Getting started

You’re welcome to dive in and work as you please, but if you’re feeling at a loss where to begin, follow the scaffold below.

Project scaffold

Step 0: Pick a dataset and a scenario

There are many scenarios and datasets to choose from. Choose or design a scenario, browse through online data sources and find some vector data and raster data that interest you.

Learning how to find and import spatial data is a useful skill.

We recommend selecting a few vector datasets, a nice basemap, and a DEM (on day 2).

Choose a location that might show an interesting combination of data types.

We recommend creating a new project folder, setting up a folder structure, and saving your data there.

  • Open QGIS and create a new project with Project > New.

  • Let’s now save our project: Project > Save.

  • Navigate to where you want to save your new project, and create a new folder, let’s call it “Workshop_Project”.

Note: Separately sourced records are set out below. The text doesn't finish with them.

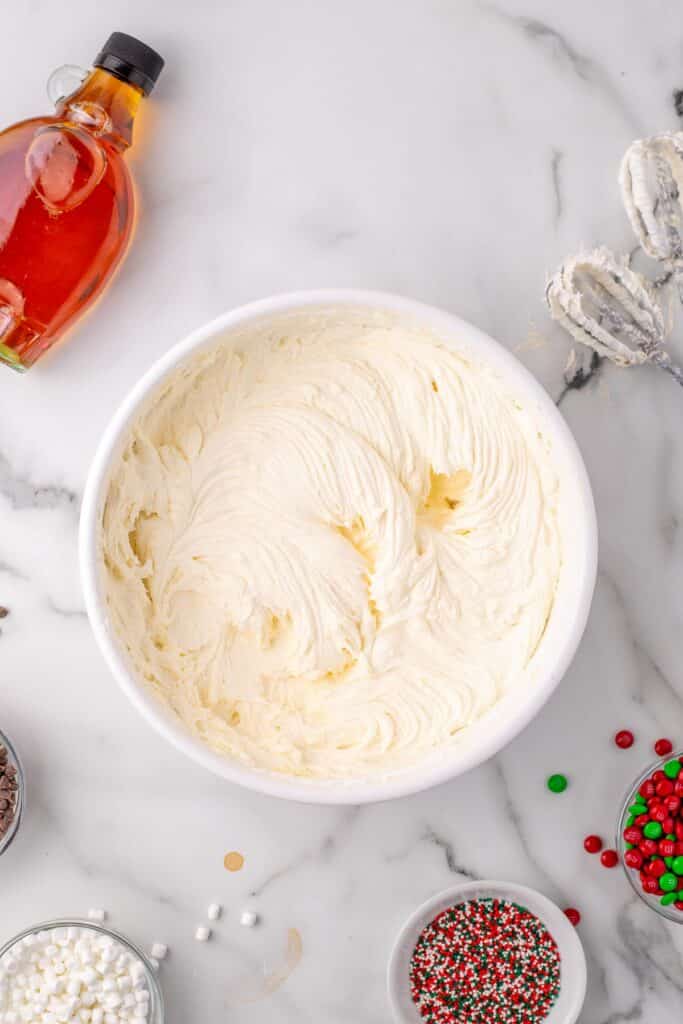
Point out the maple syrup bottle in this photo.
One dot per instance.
(67, 201)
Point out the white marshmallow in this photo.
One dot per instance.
(72, 976)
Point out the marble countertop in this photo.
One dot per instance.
(454, 152)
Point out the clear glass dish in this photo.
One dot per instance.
(633, 875)
(6, 840)
(156, 1014)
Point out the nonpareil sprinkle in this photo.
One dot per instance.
(485, 961)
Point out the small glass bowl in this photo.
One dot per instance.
(156, 1014)
(6, 840)
(670, 912)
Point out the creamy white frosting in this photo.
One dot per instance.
(331, 544)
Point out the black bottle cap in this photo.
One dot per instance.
(130, 60)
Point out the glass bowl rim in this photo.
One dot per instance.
(651, 901)
(10, 835)
(157, 1004)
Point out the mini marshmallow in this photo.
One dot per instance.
(73, 975)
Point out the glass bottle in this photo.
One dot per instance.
(67, 200)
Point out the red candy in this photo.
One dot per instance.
(660, 801)
(608, 858)
(592, 844)
(572, 914)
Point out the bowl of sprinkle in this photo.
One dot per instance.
(487, 951)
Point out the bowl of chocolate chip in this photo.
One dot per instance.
(11, 793)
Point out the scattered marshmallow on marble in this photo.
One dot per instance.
(72, 974)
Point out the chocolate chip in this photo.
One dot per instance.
(8, 791)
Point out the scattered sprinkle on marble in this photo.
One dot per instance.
(572, 914)
(557, 782)
(233, 861)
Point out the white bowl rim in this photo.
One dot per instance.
(360, 791)
(572, 957)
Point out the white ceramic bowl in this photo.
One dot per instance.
(572, 960)
(566, 623)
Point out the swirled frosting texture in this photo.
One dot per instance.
(331, 544)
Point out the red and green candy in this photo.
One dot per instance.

  • Inside that folder, create these folders:

  • data” - for all the data we will use to make our maps, split into:

    • raw” - raw data from your research or the internet

    • processed” - any data you’ve modified

  • output” - for any maps or images we export

  • temp” - this folder isn’t necessary, but when you’re playing around and testing, it can be helpful to stop things getting messy.

  • Finally, let’s save our .qgz project file inside the “Workshop_Project” folder, named “Workshop_Project.qgz”

Remember: Your .qgz file should always be in the highest level folder, so it’s only looking down into folders for data, not back out. This might feel unnecessary now, but things quickly get out of control and hard to find if you don’t have a good folder structure.

Step 1: Understand the data

Load a basemap to locate yourself on the Earth.

Import the data you downloaded, look at the attribute table and think about what analyses you might be able to run.

Step 2: Tidy, subset and style your data

Define a project area and clip your data where appropriate.

Style your vectors with appropriate colours, symbols and labels to make them more self-explanatory.

Try alternatives to “Single Symbol” in order to visualise more variables, or to reveal trends when there is a too much data.

Step 3: Run some analyses

Try using some geoprocessing tools to see how you might reveal more information, and how you can combine different datasets in interesting ways.

Step 4: Looking ahead

In the coming days we will learn to analyse raster data, as well as create pretty looking exports of our maps.